A quick, surprising tremor around her heart had her leaning to touch his arm. “Is something wrong?”
He jerked his head around so fast that she snatched her hand back. His eyes were hooded, his face as expressionless as carved stone. “So, Ormiston was unhappy you hadn’t managed to find him ‘Miss Right.”’
She took a deep breath. Whatever brief emotion she’d seen in his eyes had been replaced by a chilling remoteness.
“Yes, Phillip was unhappy. Some clients have a hard time at first understanding how long it can take to find their perfect match.”
Jake flicked a look over his shoulder toward the house. “Ormiston was loaded. Seems to me he’d have no problem getting a date.”
“He knew quite a few single women, but no one he wanted to get serious about. He ran a huge, thriving funeral business with locations all over the state. At the minimum, he put in sixty-hour work weeks. That limited the time he had to make connections. Phillip wasn’t a twenty-year-old man who wanted to hang out in singles’ bars, hoping to meet someone.”
“How many women did you fix him up with?”
“Quite a few over the past couple of months.” Frowning, Nicole shoved her braid over one shoulder. “Phillip claimed nothing clicked with any of his dates, which surprised me.”
“So, you had a dissatisfied customer on your hands. Was he planning on ending your association?”
She linked her fingers, twisted them. “Yes. The last time I saw him he said he wouldn’t renew his contract.”
“When was this?”
“A few days ago.”
“Where?”
“At Sebastian’s.” She looked out the windshield just as the black station wagon into which the men had loaded the body bag crept slowly along the street. Sadness for the man she had known settled inside her. “I guess none of that matters now,” she added quietly.
“Since Ormiston thought he got a raw deal, he might have planned to bad-mouth your company. I doubt that would have made you happy.”
In the next heartbeat, Nicole vividly understood that the man with whom she shared the car’s close, intimate confines was not conducting an interview, but an interrogation. It wasn’t fear that stiffened her spine, but temper.
“Of course that didn’t thrill me. I’m in business to make my clients happy. I feel a lot better when I succeed at my job. Don’t you?”
“There’s a lot of people behind bars who can swear to that.”
“Are they all guilty?” she asked coolly.
He gave a short laugh. “Most claim they aren’t.”
For a slow, languorous moment he studied her, his dark eyes on hers. Watchful. Nicole tried to ignore the knots that tightened in her stomach.
Finally he asked, “Do you think Ormiston would have been happier if you had agreed to go out with him?”
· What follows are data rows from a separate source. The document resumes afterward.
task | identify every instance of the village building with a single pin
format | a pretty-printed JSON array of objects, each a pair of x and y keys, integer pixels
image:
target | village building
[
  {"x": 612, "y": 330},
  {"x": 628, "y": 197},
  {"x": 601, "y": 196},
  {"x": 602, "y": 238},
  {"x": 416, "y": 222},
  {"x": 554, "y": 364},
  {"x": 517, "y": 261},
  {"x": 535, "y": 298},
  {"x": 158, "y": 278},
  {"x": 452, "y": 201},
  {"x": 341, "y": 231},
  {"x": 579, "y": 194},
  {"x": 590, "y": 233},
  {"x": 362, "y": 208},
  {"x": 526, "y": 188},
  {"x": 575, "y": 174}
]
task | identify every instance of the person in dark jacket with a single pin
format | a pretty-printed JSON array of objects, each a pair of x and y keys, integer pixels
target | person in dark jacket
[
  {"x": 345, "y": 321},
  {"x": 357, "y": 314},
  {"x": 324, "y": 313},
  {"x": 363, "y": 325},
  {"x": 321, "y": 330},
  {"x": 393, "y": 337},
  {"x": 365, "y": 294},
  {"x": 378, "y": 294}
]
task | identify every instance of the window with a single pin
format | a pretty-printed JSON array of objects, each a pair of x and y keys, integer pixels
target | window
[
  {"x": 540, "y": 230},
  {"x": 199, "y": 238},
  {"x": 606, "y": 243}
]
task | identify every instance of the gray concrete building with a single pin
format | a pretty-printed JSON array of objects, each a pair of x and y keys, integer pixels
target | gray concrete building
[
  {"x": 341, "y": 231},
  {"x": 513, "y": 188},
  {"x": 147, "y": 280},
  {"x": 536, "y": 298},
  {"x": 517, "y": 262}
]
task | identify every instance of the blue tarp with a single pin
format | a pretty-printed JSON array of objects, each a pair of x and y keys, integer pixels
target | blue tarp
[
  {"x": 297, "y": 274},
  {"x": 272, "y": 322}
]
His question caught her like a slap in the face. “What makes you think he wanted me to go out with him?”
“You slide your business card into his pocket at a charity to-do. The next morning he shows up at your office. Not hard to figure out what was going on.”
“Nothing was going on, Sergeant. I don’t date my clients.”
“But he did ask you out, right?”
“Once, after he signed his contract.” The lethal sureness in Jake’s eyes brought all of her nerves swimming to the surface. “I refused, and Phillip didn’t ask again. I told him to be patient, that we’d only just begun looking for his perfect mate.”
Jake reached into his shirt pocket, pulled out a small plastic bag. “‘We’ve only just begun,”’ he murmured, angling the card inside the bag until it caught light from the nearby street lamp. “Sounds familiar.”
As she read the message with her name below, a shiver skittered like a bony finger down the back of Nicole’s neck. She lifted her gaze. “Why do you have the card in a bag?”
“It’s evidence.”
“Of what?”
“That you sent Ormiston a basket of muffins.”